Boko Haram Scare: Lagos Dislodges Vehicle Dealers From Roadside

pmnews-placeholder

Following security threats posed by the dreaded Boko Haram sect in the country, the Lagos State Government has ordered all auto dealers displaying vehicles on roadside across Lagos, South West Nigeria to quit.

P.M.NEWS gathered that the state government is not leaving anything to chance to ensure that the bombing by Boko Haram sect was not allowed to take place in the state.

There have been several threats and rumours that the Boko Haram sect had vowed to unleash mayhem in Lagos, especially the alleged threat to bomb the Third Mainland Bridge.

Before now, the government had asked the auto dealers by the roadside to quit as they were not authorised to sell their cars at such places.

With the renewed onslaught by Boko Haram sect, the state government is ready to send auto dealers packing from the roadside and also to ensure sanity in the state.

P.M.NEWS gathered that the government had sent letters to all auto dealers plying their trade by the roadside to quit because of security threat and that government was ready to enforce the laws of the state to the letter.

One of the auto dealers told P.M.NEWS that he had received such a letter from the state government asking him and others to relocate from the roadside because of security threat.

Related News

A source from the Lagos State Motor Vehicles Administration Agency, MVAA confirmed to our reporter that a letter was actually issued to all auto dealers displaying their vehicles on roadside.

Efforts to get the Commissioner for Transportation, Mr. Kayode Opeifa to comment on the development proved abortive as calls made to his phone were not picked.

Opeifa, while inaugurating the Park Monitoring, Abandoned and Disused Vehicle Committees at the weekend also directed all mechanics and technicians operating on the streets and under the bridges across the State should move to any of the mechanic village in the State with immediate effect.

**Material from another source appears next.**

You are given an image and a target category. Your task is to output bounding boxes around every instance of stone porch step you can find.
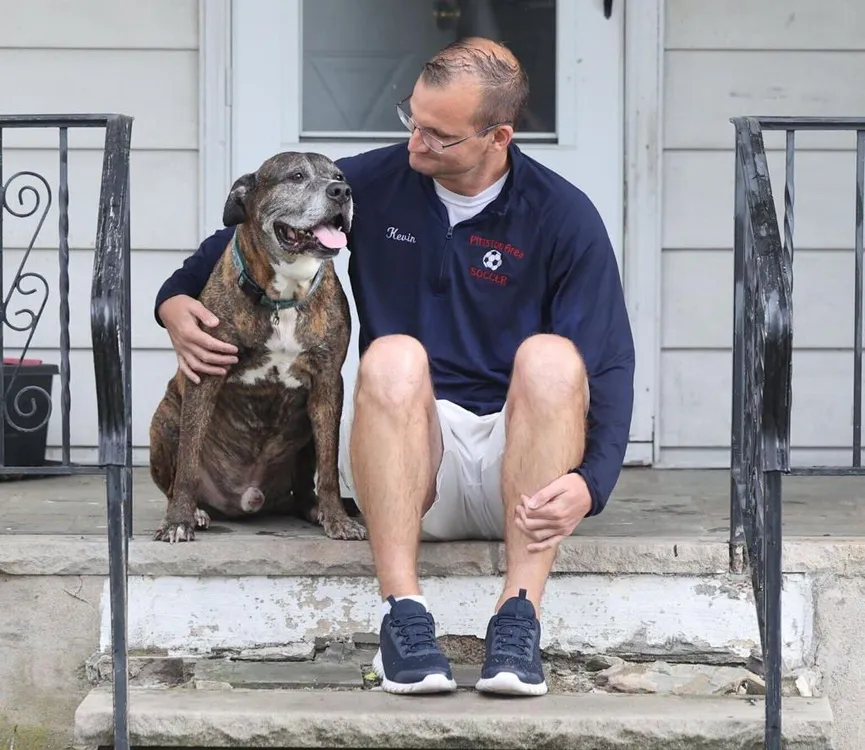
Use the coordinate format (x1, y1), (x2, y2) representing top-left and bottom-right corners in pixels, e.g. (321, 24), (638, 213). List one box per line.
(75, 687), (832, 750)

He stated that the bridges were not designed for such purpose and that anyone found to have violated this directive would be brought to book and punished according to the laws of the state.

The commissioner also ordered auto technicians who display their vehicles on the roads, medians, kerbs, road setbacks and walkways to desist from this unconstitutional act as the Abandoned and Disused Vehicle Committee had been mandated to remove any vehicle found to be abandoned, disused, constituting nuisance on the roads, violating the physical or Environmental Sanitation Law, those parked at any place where they were not expected to be parked or those without number plates.